To transform a JSON string into a javascript object, you can do the following:
var obj = JSON.parse(latest)
Which means you can then use:
[].forEach.call(obj, function( o ) {
// You can use o.message, o.author, etc.
} )
To do the opposite (javascript object -> JSON string), the following works:
var json = JSON.stringify(obj)
It only is unsafe if the executed code is generated by other clients and not by the server. Of course you would need to prevent anybody to use that name, though I don't understand why you would use the "author" field? Just send an object {"whiteboard":"drawLine(x,y,z)"} instead of {"author":"SVR_CMD","contents":"drawLine(x,y,z)"}.
But it is right, eval() is still an invitation for hackers. One can always send invalid data and try to influence the output more or less directly. The only way for escaping is a proper serialisation of the data you want to receive and send - the drawings data. How do you receive the whiteboard commands? There is no serverside "escape" function to make javascript code "clean" - it would always be a security hole.
I would expect a serialisation like
message = {
"author": "...", // carry the information /who/ draws
"whiteboard": {
"drawline": [200, 345, 222, 333]
}
}
so you can sanitize the commands (here: "drawline") easiliy.

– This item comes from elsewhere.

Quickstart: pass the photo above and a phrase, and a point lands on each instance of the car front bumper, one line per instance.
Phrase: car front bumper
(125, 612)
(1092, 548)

The use of eval() might be OK if you have very complex commands and want to reduce the transferred data by building them serverside. Still, you need to parse and escape the received commands from other clients properly. But I'd recommend to find a solution without eval.
Setting eval issue aside, do not use field that can be filled by user - .author in your code - for authentication purposes. Add another field to your JSON message, say .is_server_command that when present, would signify special treating of message. This field is will be not depended on user input and thus wouldn't be hijacked by "hacker".